UNITED NATIONS, December 29. /TASS/. The United States and Western nations have betrayed the trust showed to them after the Soviet Union’s breakup, Russian First Deputy Permanent Representative to the UN Dmitry Polyansky has told reporters.
"Everybody was thinking that people in the West are our friends, that they really are giving us a hand so that we will live in some better place, a better world and nobody will ever remember about the Cold War, about East and West," he said. "But eventually things have gone other way very quickly."
"We saw that the intentions of our colleagues are not as innocent as it was presented at the beginning. We saw a lot of Americans and Europeans exploiting our country, trying to split it, to crush it, to split Russia further, to promote separatism in Russia, to promote divisions between Russia and newly emerged states," the diplomat continued.

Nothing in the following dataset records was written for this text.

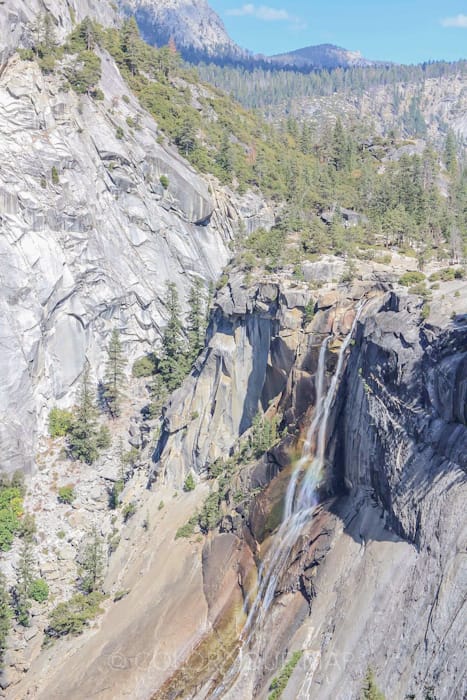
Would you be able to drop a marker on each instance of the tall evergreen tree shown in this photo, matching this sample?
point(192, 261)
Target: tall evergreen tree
point(131, 44)
point(92, 568)
point(173, 362)
point(196, 320)
point(339, 154)
point(83, 432)
point(450, 153)
point(113, 378)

He went on to say that the first ten years of modern Russia’s history were "very difficult, very challenging," and the country was "really on the brink of collapse."
However, after this trend was reversed in 2000s, "we have started to be perceived as a threat by the West, by the United States." "What we're having now we have is kind of a remake of the Cold War, Cold War 2.0," Polyansky said.
In his opinion, there are currently no reasons for ideological confrontation between the East and the West.
"There is no communist ideology that Russia or anybody else promotes, our economic structure is very close to that of the United States, or any other western country, but confrontation is there and the efforts to portray Russia as an enemy are also there," he said. "It of course brings to your mind some conclusions that the question was not of ideology but of geopolitical struggle, which is back to existence right now, unfortunately."
Russian President Vladimir Putin said at his annual press conference on December 23 that in the early 1990s the USSR did everything in order to build normal relations with the West. According to him, the West should have treated Russia as a potential ally after the collapse of the Soviet Union and facilitated its strengthening instead of attempting to induce "a further disintegration.".